The following copyright applies to all source code and executables on this CD:

Creative Commons License
This work is licensed under the Creative Commons Attribution 2.0 License.

The raw text files in the data directory are public domain. Papers and documentation contained on the CD are copyright of their authors.

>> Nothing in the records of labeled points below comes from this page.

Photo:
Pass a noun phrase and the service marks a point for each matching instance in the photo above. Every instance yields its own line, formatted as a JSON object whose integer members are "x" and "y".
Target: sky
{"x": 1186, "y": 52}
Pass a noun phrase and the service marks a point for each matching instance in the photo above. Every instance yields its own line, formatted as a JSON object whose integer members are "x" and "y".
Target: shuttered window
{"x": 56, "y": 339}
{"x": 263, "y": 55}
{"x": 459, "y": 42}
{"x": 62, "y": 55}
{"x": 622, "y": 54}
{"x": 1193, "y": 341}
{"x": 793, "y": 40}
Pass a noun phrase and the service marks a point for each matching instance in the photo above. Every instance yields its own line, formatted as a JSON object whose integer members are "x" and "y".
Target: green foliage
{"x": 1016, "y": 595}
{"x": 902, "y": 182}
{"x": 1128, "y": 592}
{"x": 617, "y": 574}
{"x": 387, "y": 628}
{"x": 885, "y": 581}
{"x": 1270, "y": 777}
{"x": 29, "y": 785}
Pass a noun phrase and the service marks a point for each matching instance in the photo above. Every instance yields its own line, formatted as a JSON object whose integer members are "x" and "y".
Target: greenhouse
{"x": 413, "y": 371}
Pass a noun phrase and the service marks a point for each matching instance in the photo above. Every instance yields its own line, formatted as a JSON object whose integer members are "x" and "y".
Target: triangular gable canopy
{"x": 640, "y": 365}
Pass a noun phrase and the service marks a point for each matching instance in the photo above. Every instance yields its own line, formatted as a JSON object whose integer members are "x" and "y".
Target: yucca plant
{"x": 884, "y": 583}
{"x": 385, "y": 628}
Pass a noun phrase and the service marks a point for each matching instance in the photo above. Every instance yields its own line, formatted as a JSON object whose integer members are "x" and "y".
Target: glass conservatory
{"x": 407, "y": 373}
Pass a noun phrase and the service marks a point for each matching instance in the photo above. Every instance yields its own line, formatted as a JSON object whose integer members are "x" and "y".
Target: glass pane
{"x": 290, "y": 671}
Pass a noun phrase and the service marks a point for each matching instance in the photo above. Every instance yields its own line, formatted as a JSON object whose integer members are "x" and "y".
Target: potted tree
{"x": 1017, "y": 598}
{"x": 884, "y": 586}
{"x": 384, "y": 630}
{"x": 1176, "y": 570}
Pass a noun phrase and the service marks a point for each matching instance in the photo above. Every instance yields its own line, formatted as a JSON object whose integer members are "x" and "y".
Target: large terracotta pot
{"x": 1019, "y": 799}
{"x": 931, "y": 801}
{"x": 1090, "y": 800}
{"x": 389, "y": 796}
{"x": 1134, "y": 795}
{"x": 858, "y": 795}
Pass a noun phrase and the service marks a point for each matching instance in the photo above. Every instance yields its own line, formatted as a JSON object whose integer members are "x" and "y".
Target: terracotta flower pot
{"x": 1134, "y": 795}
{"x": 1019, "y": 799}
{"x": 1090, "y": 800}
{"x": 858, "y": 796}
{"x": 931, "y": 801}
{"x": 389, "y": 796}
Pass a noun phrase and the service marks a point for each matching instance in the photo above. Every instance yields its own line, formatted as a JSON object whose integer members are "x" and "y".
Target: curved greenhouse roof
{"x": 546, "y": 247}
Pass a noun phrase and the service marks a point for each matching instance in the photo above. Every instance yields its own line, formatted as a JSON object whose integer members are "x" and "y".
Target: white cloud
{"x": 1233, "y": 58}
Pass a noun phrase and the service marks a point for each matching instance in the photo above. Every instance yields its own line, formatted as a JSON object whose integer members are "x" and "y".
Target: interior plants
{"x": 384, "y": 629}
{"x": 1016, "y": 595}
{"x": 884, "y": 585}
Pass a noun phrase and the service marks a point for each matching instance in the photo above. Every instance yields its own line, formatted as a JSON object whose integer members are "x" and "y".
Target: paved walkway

The CD was produced by the joint work of the Media Research and Education Center at the Budapest University of Technology and Economics (Dániel Varga, Péter Halácsy, András Kornai, László Németh, and Viktor Trón), and the Corpus Linguistics Department at the Hungarian Academy of Sciences Institute of Linguistics (Tamás Váradi, Bálint Sass, Gergő Bottyán, Enikő Héja, Ágnes Gyarmati, Ágnes Mészáros and Dávid Labundy), who contributed all the monolingual source material and most of the bilingual source files in the magazine section.


The Hunglish project is supported by an ITEM grant by the the Hungarian Ministry of Informatics and Communication. András Aklán (BUTE) provided effective project management for the production process and Mike Maxwell (LDC) advised us on the structure of the CD and found many bugs. We thank Magyar Telekom Rt. for infrastructure support.